Solved – Using K-fold cross validation as a hint for number of neurons in hidden layer. Possible flaws

cross-validationneural networksparameterizationregression

I have a dataset of 14 continuous variables and would like to predict one (say y) using all the remaining ones (say X).

I decided to use a neural network with linear output (since I am doing regression): after a lot of reading and some tests, it turned out that a single hidden layer with about 6 or 7 neurons is a good enough configuration, however, I would like to use a better approach when selecting the neural network configuration rather than testing and testing again and again with just guessed configurations.

Say the net has a single hidden layer and we need to choose only the number of neurons.

I saw a question on Stack Overflow (which I cannot find anymore) where a user suggested a simulation where by plotting training error and testing error over the number of neurons in the hidden layer one can choose a number of neurons that minimizes the test error while keeping an eye on overfitting.
I'm trying to implement this and would like to be careful not to make silly mistakes.
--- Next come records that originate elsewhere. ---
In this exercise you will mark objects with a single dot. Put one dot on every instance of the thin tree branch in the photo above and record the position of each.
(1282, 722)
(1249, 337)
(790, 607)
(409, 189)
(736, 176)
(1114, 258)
As of now, I did the following:

test.error = NULL

for(i in 1:13)
{       
    # Calculate test error through cross validation
    test.error[i] <- crossvalidate(data_,hidden_l=c(i))
}

The crossvalidate function takes the dataset and crossvalidates the neural network with i hidden neurons using 10-fold crossvalidation and returns the crossvalidation score (MSE).
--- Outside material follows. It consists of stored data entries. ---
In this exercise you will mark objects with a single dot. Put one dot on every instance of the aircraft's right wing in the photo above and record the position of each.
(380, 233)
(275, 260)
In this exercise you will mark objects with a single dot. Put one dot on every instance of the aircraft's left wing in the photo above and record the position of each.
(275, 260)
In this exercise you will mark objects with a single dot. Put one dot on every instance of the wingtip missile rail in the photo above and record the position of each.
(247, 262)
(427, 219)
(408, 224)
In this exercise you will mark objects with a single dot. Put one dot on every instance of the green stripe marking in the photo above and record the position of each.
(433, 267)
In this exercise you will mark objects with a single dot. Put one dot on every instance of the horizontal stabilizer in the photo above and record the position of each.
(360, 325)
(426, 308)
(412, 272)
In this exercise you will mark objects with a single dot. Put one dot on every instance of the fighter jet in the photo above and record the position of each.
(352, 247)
Then by plotting the errors I get the following plot
enter image description here

The red line is the training error while the green one is the cross validated test error. Now my question:

Is this approach a good rule of thumb? Meaning: could I use this to get a hint of what configurations might work and then do further tests?
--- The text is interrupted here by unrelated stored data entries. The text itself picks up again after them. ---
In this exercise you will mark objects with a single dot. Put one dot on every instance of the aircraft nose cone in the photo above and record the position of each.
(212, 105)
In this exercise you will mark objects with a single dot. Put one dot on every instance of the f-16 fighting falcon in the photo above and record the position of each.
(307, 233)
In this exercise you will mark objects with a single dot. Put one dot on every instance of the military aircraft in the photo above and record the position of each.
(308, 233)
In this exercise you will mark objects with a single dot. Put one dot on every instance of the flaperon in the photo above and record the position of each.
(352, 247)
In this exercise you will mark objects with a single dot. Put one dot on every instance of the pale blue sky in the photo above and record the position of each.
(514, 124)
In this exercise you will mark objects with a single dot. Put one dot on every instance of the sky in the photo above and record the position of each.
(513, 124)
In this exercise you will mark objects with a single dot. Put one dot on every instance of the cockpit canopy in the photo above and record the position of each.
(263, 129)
I'm having a hard time figuring out possible flaws since the cross validation step should rule out part of the bias due to the train-test split procedure, however I expected a more curved test error line (such as a parabola or a similar U-shaped curve such as the training error line). Do you see any flaws in this approach?
Furthermore, in this example I wouldn't know how to choose between 8 and 10 neurons and can't really explain the spike at 9.

Best Answer

What you are doing is not wrong, but you can do much better. Instead of going a single cross validation run, you should repeat it many times with different splits (but same number of folds) of the data. This will make your curve smoother.

The next question is how many folds do you use. Usually 5 or 10 fold cross-validation works best here. I would use 10-fold because the optimal number of neurons for 80% of the data could be less that the optimal number for 100%. This is also true for 90%, but a bit less likely. Bootstrapping would also be an alternative to cross validation.

It is also important not too take the test.error shown above as an estimate for the performance of the model, since you optimized a hyperparameter by cross-validation. If you want a performance estimate you need an outer cross-validation loop as well.